On the who/whom front, and AZ terminology

Caught in  the NYT Book Review feature “By the Book” on Sunday (November 1st), in an interview with Gloria Steinem, three questions from the interviewer, questions with Acc whom beginning a WH, or constituent, question:

(1) Whom do you consider to be the best contemporary feminist writers?

(2) Whom do you consider the most underrated or unappreciated writers, past and present?

(3) Whom would you want to write your life story?

The WH element in all three questions is “extracted” from a position that requires an Acc —

(1′) You consider  him / *he  to be the best contemporary feminist writers.

(2′) You consider  him / *he  the most underrated or unappreciated writers, past and present.

(3′) You want  him / *he  to write your life story.

and so Acc whom is prescriptively correct. My own usage has who in all three of these examples; I found the interviewer’s whoms to be stiff, over-formal (even prissy), and old-fashioned — but that’s a matter of taste.

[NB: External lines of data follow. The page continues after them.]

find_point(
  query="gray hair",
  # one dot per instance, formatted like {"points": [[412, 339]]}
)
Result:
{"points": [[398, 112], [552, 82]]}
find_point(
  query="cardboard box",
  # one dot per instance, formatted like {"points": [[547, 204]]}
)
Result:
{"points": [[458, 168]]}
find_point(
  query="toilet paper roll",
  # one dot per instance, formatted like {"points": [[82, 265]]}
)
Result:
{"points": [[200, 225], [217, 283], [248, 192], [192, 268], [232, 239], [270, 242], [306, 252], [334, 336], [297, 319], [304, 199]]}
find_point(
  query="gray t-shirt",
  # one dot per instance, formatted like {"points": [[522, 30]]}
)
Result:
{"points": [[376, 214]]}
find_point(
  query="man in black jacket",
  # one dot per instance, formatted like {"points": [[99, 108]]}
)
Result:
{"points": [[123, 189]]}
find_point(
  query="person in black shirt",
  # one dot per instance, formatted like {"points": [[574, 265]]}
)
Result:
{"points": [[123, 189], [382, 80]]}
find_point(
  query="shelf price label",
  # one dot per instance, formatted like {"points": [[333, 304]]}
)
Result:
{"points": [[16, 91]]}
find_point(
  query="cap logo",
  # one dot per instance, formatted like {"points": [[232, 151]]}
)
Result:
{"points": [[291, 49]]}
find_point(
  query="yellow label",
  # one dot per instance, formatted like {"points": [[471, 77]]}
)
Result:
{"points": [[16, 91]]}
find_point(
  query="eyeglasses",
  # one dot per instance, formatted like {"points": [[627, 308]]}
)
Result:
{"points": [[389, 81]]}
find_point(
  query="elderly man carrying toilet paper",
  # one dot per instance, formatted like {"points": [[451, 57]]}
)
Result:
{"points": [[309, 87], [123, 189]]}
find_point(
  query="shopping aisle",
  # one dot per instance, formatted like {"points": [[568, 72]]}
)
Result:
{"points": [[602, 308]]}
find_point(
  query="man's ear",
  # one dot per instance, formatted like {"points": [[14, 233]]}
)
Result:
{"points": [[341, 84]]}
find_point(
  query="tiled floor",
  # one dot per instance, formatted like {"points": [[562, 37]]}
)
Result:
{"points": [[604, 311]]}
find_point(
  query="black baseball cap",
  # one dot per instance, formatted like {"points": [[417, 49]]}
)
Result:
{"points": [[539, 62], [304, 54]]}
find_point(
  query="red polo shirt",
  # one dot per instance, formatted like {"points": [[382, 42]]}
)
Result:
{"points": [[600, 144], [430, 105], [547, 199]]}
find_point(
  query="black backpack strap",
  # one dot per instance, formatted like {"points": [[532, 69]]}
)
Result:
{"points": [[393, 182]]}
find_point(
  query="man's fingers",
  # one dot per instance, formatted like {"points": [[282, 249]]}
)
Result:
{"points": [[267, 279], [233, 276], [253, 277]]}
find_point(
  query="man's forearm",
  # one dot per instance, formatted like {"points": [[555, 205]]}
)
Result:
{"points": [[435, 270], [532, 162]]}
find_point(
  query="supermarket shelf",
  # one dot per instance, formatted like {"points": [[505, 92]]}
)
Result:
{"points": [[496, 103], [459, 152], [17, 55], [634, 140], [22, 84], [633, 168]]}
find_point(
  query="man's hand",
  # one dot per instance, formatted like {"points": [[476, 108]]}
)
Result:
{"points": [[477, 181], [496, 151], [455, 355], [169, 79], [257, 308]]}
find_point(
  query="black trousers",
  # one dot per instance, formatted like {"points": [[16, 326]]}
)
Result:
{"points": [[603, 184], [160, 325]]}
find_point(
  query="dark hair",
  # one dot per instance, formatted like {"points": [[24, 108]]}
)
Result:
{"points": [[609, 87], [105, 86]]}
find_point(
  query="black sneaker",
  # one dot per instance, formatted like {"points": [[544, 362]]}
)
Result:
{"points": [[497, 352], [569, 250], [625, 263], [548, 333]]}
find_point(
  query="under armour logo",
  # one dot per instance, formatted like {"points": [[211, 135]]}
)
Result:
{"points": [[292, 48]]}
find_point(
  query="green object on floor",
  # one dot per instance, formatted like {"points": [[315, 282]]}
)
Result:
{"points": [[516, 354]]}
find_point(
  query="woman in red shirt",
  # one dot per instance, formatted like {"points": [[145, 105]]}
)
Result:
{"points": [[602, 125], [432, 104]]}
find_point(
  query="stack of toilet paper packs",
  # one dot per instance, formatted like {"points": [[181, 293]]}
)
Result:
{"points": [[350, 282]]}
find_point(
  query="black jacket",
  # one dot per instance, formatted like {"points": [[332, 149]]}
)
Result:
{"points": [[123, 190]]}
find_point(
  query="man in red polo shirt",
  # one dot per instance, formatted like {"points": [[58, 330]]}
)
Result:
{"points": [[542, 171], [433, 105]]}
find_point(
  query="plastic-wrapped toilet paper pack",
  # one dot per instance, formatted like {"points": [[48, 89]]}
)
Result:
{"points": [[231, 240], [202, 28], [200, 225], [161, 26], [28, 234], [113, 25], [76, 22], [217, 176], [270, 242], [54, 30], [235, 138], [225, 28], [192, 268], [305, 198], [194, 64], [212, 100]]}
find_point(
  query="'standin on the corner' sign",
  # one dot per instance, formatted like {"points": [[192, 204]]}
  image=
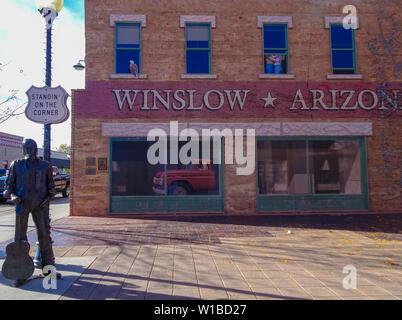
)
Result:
{"points": [[47, 105]]}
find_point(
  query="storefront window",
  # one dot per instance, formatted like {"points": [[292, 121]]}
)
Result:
{"points": [[133, 175], [194, 178], [335, 167], [309, 167]]}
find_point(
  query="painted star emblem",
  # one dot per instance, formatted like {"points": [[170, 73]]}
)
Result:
{"points": [[269, 101]]}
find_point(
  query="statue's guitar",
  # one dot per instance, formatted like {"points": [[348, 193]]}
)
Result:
{"points": [[18, 265]]}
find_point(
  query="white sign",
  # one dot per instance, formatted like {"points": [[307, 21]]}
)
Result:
{"points": [[47, 105]]}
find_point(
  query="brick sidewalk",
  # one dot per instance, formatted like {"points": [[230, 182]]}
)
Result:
{"points": [[233, 257]]}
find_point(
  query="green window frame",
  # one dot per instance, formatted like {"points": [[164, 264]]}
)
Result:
{"points": [[316, 201], [124, 52], [269, 50], [198, 53], [345, 49], [163, 203]]}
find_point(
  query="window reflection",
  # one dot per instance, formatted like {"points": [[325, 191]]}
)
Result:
{"points": [[333, 167], [132, 175]]}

Using the terminology from a 1/23/07 Language Log posting of mine, there is a Prescriptive System and a Standard System for the distribution of Nom who and Acc whom. (In that posting I avoid the traditional names Nom and Acc in favor of neutral labels.) In the Prescriptive System, the item WHO inherits its case from the position it was extracted from. In the Standard System (which is the one I use and the one I recommend to others), Nom who is the default, with Acc whom used only in one special case, not in play in (1)-(3); I have who in all three of the contexts above.

Some people have come to associate whom with formality and seriousness, and as a result, they use it even in situations where the Prescriptive System calls for .

But, as I wrote in 2007, there are situations

where the appearance of whom for a subject has some structural motivation.  People have been noticing examples like these for a hundred years at least (there is some discussion in MWDEU of these precedents), and it’s fairly easy to find new ones.

There are two main cases.

… In the first, we have an object clause (usually the object of a P) with WHO as its subject. The pronoun then immediately follows the governor, and could easily be mistaken for its object (even though it’s the whole clause that’s the object). In fact, I believe there are languages in which a WH pronoun in this position regularly (or optionally) has its case determined by the governor.

I’ll call this case “in-situ subject of an object clause (ISOC)”.

…  The second case is a bit subtler.  Again there’s an object clause, but this time its subject has been extracted and now appears at the front of a higher clause. Still, the gap of extraction immediately follows the governor (most often, a V), so it’s in a position where some languages (I believe) allow the governor to determine the case on this element; if this case is inherited by the extracted element, whom would be predicted.

I’ll call this case “extracted subject of an object clause (ESOC)”.

A variety of examples in the 2007 posting; one of each here:

[ISOC] This month’s social has an Academy Awards theme and two prizes will be given away. One prize will be awarded to [ whomever successfully predicts the most winners for this year ].

[ESOC] And whom do you think [ ___ would be responsible for the [pleasant outdoor weather] ]? I hereby declare that if I can’t go, only [unpleasant outdoor weather] will occur.

Further examples in a 6/18/07 follow-up on ISOC and ESOC.

AZ terminology. To the best of my knowledge, I was the first person to use ISOC and ESOC (or their full expansions) as names for the phenomena in question, so this posting will go on the “AZ terminology” Page on ths blog. I was pleased with the names because in the sequence “ISOC, ESOC” they faintly echo the sequence “Shadrach, Meshach” (but without an Abednego).

Any claim I can make is only about the names, though. As I note above, the phenomena have been discussed for over a century.